When a scoped API key with a filter condition is used along with a search query that has its own filter, Typesense combines them in this format:
(request_filter) && (scoped_api_key_filter)
Notice specifically the parentheses and the &&-ing of the filters with spaces.
For example:
- If your scoped API key has this condition embedded:
{"filter_by":"country: AU"} - And your search request includes:
filter_by=title:hold - The final filter string becomes:
(title:hold) && (country: AU)
The rule.filter_by field in your override definition should exactly be the string in #3 above for the curation rule to be triggered for the given filter and Scoped API key.

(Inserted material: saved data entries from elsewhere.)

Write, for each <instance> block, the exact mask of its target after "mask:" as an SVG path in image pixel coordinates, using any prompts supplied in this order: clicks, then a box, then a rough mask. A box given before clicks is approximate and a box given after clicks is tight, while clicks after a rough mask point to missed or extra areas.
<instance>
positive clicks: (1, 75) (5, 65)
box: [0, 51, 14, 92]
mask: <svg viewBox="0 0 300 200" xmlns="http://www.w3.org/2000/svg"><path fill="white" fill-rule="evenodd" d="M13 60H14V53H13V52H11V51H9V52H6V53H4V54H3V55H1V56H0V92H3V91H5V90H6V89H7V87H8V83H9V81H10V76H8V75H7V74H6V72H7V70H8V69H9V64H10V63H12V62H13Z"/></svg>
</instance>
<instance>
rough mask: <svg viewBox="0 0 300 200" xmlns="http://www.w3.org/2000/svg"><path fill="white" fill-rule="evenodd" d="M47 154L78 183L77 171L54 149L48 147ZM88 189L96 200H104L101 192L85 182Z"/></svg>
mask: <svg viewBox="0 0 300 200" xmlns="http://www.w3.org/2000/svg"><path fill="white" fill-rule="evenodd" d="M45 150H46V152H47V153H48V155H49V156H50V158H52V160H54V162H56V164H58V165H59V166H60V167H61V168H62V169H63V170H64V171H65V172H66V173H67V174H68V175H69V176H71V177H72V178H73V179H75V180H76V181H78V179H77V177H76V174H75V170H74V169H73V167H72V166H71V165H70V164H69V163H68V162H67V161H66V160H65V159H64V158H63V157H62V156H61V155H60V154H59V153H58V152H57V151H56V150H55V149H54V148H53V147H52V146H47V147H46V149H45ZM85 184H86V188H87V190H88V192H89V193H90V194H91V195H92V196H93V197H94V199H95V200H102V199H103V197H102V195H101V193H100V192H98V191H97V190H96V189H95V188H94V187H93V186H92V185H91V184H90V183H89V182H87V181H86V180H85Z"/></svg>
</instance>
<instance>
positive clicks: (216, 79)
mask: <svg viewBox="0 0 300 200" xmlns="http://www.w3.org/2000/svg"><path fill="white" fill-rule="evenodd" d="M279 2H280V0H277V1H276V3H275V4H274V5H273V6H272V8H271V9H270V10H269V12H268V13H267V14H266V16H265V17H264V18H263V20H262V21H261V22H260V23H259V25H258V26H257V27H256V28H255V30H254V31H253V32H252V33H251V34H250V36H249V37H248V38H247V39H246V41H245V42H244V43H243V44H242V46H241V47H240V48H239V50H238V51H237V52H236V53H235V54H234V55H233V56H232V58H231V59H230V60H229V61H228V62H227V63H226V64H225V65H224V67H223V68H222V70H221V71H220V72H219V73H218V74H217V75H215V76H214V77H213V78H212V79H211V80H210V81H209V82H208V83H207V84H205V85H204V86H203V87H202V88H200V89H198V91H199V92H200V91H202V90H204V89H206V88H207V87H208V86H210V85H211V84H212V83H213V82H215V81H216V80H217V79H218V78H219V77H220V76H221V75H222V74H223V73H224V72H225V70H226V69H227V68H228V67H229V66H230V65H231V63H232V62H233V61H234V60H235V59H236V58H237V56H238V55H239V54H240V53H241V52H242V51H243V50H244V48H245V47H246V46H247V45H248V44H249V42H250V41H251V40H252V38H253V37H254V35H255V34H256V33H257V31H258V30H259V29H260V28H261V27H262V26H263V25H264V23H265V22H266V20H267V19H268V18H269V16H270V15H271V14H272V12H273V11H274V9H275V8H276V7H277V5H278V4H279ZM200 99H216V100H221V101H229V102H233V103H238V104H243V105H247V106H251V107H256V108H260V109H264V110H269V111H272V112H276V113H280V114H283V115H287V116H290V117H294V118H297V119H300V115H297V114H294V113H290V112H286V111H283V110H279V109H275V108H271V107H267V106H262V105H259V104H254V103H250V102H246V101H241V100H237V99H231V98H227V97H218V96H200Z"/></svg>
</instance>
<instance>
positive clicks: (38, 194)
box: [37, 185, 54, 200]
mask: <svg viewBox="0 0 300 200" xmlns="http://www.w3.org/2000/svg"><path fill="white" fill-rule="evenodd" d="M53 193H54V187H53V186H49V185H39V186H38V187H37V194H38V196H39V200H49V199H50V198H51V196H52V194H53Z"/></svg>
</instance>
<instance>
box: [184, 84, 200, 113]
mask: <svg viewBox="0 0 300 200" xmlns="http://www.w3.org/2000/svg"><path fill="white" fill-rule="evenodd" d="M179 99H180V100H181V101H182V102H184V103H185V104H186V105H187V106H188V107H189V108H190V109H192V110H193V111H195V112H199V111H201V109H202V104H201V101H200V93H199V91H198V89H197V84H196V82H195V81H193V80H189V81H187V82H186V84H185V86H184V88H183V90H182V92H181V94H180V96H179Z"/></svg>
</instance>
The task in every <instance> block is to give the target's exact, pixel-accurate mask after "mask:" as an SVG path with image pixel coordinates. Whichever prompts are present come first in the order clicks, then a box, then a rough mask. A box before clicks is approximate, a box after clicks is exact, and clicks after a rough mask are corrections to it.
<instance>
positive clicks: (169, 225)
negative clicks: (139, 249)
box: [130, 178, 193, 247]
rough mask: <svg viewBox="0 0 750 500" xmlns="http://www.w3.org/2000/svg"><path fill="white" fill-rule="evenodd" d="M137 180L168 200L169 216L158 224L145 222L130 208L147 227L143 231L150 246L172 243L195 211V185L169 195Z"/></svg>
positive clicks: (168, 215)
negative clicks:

# Retrieve a curation set item
Retrieving a curation set item associated with a given collection.
# Definition
GET ${TYPESENSE_HOST}/curation_sets/:name/items/:id
# List all curation set items
Listing all curation set items associated with a given curation_set.
# Definition
GET ${TYPESENSE_HOST}/curation_sets/:name/items
# Delete a curation set item
Deleting a curation set item associated with a given collection.
# Definition
DELETE ${TYPESENSE_HOST}/curation_sets/:name/items/:id
# Migration from old overrides API
Automatic Migration
All existing override rules from previous versions have been automatically migrated to the new curation sets format. Each collection's override rules are now stored in a curation set with the same name as the collection, postfixed by *_curations_index (e.g. products_curations_index).
# Key differences
API Endpoints:
- Old:
/collections/{collection}/overrides/* - New:
/curation_sets/*
- Old:
Data Structure:
- Old: Direct override objects
- New: Curation sets containing arrays of curation items
Collection Association:
- Old: Overrides were directly associated with collections
- New: Curation sets are linked to collections via the
curation_setsfield
Search Usage:
- Old: Overrides were automatically applied based on collection association
- New: Curation sets can be dynamically specified in search parameters in addition to collection-linked sets
# Example of migrated data
Before (v29 and earlier):
{
"id": "customize-apple",
"excludes": [
{
"id": "287"
}
],
"includes": [
{
"id": "422",
"position": 1
},
{
"id": "54",
"position": 2
}
],
"rule": {
"match": "exact",
"query": "apple"
}
}
After (v30):
{
"name": "curated_products",
"items": [
{
"id": "customize-apple",
"excludes": [
{
"id": "287"
}
],
"includes": [
{
"id": "422",
"position": 1
},
{
"id": "54",
"position": 2
},
],
"rule": {
"match": "exact",
"query": "apple"
}
}
]
}
The new API provides better organization, reusability across collections, and more flexible search-time curation application.